その後、モンゴや他の人々から聞いたのだが、全滅したとされているインディオの血が残る人々が今でもオリエンテ地方の山村に存在しているそうだ。確かに文化や習慣などはほとんど失われているのだが、このような顔立ちは明らかに先住民族のものだ。アフリカでもスペインでもあり得ない。キューバに残る先住民の研究を、誰か深く掘り下げてやってくれないものだろうか。

エストレージャス・カンペシーナス
写真:*エストレージャス・カンペシーナス

 グループのメンバーに聞くと、グタンタナモ市内よりも以前からこの地域では古くからチャングイが演奏されていたそうだ。誕生会、年末年始、夏の終わりなど、家族や近所の人たちが集まっては歌って踊ってパーティを開催していたそうだ。

豚の丸焼き
*写真:パーティに欠かせない豚の丸焼き

 海外でのキューバ音楽ブームも手伝い、私たちが訪れた頃から外国から訪れる観光客もちらほらいるようだった。そのようなもの好きな外国人たちのためにいつでも演奏できるように彼らは待機している。私たち二人のためにも大歓迎でチャングイを披露してくれた。
 グアンタナモ市内で聴くチャングイよりもさらに野暮ったい感じ。馬に乗った時のスイング感、と前から聞いていたが、まさにそんな感じ。踊りまで野暮ったい。
 ヤテーラスの人たちはとにかく純粋だった。近所で取れたいろんな果物をお土産としていただき、日本からやってきた私たちのことを本当に喜んで迎えてくれた。
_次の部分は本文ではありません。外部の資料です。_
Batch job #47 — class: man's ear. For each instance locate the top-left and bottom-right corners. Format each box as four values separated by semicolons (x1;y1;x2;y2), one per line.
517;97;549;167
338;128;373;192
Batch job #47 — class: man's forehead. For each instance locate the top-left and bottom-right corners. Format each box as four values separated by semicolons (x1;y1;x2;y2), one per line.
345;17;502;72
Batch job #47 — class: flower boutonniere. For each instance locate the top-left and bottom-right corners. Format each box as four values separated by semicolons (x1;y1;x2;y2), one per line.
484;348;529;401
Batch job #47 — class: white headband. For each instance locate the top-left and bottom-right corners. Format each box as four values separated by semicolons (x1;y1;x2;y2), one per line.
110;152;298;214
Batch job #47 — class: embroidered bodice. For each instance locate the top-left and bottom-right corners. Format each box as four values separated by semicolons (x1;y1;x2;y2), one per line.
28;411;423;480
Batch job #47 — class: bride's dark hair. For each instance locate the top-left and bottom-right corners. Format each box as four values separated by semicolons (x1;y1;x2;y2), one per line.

グアナバナという名前のバカでかくズッシリした果物は濃厚な味で、今でも忘れない。
 残念なことにリーダーのピピは2015年に75歳で亡くなってしまったそうだが、最初に紹介した『チャングイ:ザ・サウンド・オブ・グアンタナモ』では若いミュージシャンが継承していて素晴らしい演奏が聴ける。

<そしてピエドラ動物園へゴー!>

 帰り道、先ほど通りがかった「ピエドラ動物園」に行くことになった。グアンタナモにはどんな動物がいるんだろう、という好奇心でワクワクしながら門をくぐった。しかしそこで見たものは・・・
 石、石、石である。全てが石。まさにピエドラ。つまり、動物を石の彫刻で模った「彫刻動物園」だったのだ。後で『地球の歩き方』を読み返してみると、しっかり彫刻って書いてあったのにちゃんと読んでいなかったから気付かなかったのだ。生きた動物がいる普通の動物園を期待していた私がバカだった。それにしても、まさか全て石でできた動物園なんて、常識でいったら本当に思いもよらない。キューバ人の突飛なアイディアにはいつも度肝を抜かされる。
 そしてさらに驚いたのが、そのアバンギャルドな彫刻たち。蛇が野生動物を食べているシーンなんて序の口、何だか全てがグロ過ぎる。子供が見たら泣いてしまうだろう、というような彫刻でいっぱいだ。ジャングルのようなうっそうとした広大な森の中に、私たちでさえビビってしまうような強烈な彫刻がちらほらあったので、ちょっとしたお化け屋敷気分を味わえた。まがいなりにも動物園なんだから、家族連れも多いだろう。グアンタナモの子供たちはこれらの彫刻を見ても怖がらないのだろうか。その日は私たち以外他のお客を見かけなかったので(やっぱりこんな動物園は流行らないのだろうか?)、どういう客層の人たちがこの動物園を訪れるのかは分からなかった。

ピエドラ動物園
*写真:ピエドラ動物園

 このような石の動物園は世界で一つしかないらしい。しかし、そもそもこんなものを作ろうと思った人がグアンタナモに存在しているということが世界の謎だ。やはりグアンタナモの人々は只者じゃない。あまりにもグロテスクな彫刻を見すぎたせいで、ヤテーラスで聴いた長閑で楽しいチャングイの印象がすっかり薄れてしまい、ホラー映画を見終わった時のような心境になって帰途に着いた。